In the field of manufacturing feature recognition, the early research usually only considers that all the shapes and functional structures of casting parts are completely formed from raw materials through multiple machining. In reality, many mechanical casting parts are processed from castings, weldments or forging blanks, and the geometry and generation mode of blanks have a significant impact on the manufacturing process planning. For example, for box casting parts, the geometric model of casting blank is closely related to the geometric model of casting parts. After the design of a casting part model is completed, according to the non geometric information of the model, which casting parts of the casting part are completed by casting, machining or other processes will be determined, Both shape features and machining features depend on the original blank model. In fact, in the whole process from product design to manufacturing, when a product design model is given, the subsequent work of product production should be understood as the inverse transformation from the design model to the blank model. Therefore, how to reasonably convert the design model of casting parts into blank model must be considered.
Feature recognition and generation technology provides a technical basis for obtaining blank model from casting part design model. It expresses complete product information and contains rich semantic information. It is also the key technology of CAD / CAM integration. The problem of feature recognition from CAD model can be traced back to an early work report of kypranou at Cambridge University in 1980. In the report, it is proposed to use GT code description of casting parts for the development of automatic process planning system, In order to give the description of GT code of casting parts, it is proposed to identify some concave and tensile features from B-rep model. Since then, a lot of research work on solving the problem of feature recognition has been carried out widely. At present, many research units and scholars at home and abroad are doing research in this field.

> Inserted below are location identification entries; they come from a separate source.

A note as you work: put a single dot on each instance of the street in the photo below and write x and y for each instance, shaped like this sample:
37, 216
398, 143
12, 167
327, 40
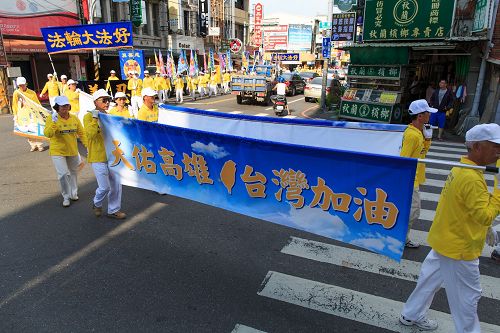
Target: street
175, 265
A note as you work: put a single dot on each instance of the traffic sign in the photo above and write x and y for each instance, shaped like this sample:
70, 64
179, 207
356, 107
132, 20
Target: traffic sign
326, 47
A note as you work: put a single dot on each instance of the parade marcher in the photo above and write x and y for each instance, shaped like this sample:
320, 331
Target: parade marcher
63, 85
202, 84
73, 94
18, 101
120, 109
179, 89
112, 77
442, 100
108, 182
457, 236
135, 87
63, 129
52, 87
226, 79
148, 110
148, 81
416, 144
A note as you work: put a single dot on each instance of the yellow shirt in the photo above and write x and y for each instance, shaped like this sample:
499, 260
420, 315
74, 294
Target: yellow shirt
123, 113
148, 82
17, 99
415, 146
63, 134
74, 100
147, 114
465, 211
52, 86
179, 83
135, 86
95, 141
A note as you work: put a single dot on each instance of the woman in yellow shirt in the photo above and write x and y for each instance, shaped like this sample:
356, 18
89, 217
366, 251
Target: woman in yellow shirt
73, 95
121, 108
62, 129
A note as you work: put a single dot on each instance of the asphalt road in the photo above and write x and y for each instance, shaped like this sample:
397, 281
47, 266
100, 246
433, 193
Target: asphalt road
173, 265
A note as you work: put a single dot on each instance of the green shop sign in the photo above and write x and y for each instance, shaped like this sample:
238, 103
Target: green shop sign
379, 72
370, 112
407, 19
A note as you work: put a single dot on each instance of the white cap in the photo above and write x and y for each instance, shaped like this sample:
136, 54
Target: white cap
484, 132
419, 106
148, 92
100, 93
20, 80
61, 100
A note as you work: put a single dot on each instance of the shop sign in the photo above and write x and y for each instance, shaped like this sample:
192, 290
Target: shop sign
377, 72
366, 111
407, 19
343, 27
136, 12
481, 16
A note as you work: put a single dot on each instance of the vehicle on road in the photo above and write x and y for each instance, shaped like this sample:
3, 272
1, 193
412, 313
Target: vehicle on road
255, 87
294, 83
313, 89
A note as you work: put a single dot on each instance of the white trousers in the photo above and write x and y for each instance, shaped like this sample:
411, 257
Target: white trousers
67, 174
179, 95
108, 185
460, 279
135, 104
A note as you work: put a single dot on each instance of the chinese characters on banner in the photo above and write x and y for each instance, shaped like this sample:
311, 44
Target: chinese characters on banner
90, 36
333, 193
257, 23
343, 27
407, 19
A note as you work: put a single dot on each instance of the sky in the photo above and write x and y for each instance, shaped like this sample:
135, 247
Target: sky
290, 11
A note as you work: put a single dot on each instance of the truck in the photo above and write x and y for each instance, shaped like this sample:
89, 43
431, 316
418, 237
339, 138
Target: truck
256, 87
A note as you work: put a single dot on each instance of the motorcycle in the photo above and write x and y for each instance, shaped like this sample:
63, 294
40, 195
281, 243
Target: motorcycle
279, 105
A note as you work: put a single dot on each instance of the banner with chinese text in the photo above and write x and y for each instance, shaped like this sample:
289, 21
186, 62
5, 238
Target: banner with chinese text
347, 196
407, 19
89, 36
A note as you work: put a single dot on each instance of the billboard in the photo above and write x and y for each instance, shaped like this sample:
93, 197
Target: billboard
299, 37
25, 18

In 1982, arbab first proposed feature decomposition modeling. Its main idea is to apply a series of Boolean subtraction operations on the blank to generate casting parts. Pratt and Wilson of Cranfield Institute of technology proposed a model for CAM-I to classify shape features according to shape and structural features; Falcidieno of the Institute of Applied Mathematics in Genoa, Italy, put forward the description method and feature recognition method of boundary model to represent feature objects, and developed the corresponding system; Beitz of Berlin Technical University in Germany developed the feature-based modeling system GEKO; Douglas et al. Studied the geometric reasoning technology of machining features by convex polyhedron decomposition method; Turner et al. Studied the establishment of tolerance feature model; Roy et al. Studied the representation and processing of dimensions and tolerances; Jaroslaw et al. Studied feature editing and query technology.
For the machining feature recognition of processing multiple processes, Boothroyd et al. Described a method to select materials and machining processes at the high level of process planning, but the scope is limited to simple casting parts. Herrmann et al. Studied the assumption of high-level process planning. From the perspective of virtual enterprise, they once again use simple geometry casting parts for ordinary casting parts and EDM casting parts. They believe that simple geometry casting parts are enough to reflect the ability to deal with general casting parts. Wang and Kim described a feature recognition method using convex body decomposition. This method recognizes shape features from the inherent geometric information of casting parts. It provides local and global geometric relationships that support multi process processing.
Dong and wozny generate volume features from face features by extending adjacent faces of casting parts. Their method only considers the feature recognition of casting parts with simple geometry, and can not be used to deal with casting parts that need to be processed through multiple processes. Xu and hinduja combine feature recognition and incremental workpiece repair technology to identify rough machining features from the intermediate state of the workpiece, but they assume that the blank or initial workpiece is provided as an additional input to the casting part model, and their method can not guarantee the correct geometric relationship between the identified features, This relationship is important to support process planning. In the field of feature recognition, the current focus has turned to the application of feature recognition technology in manufacturing.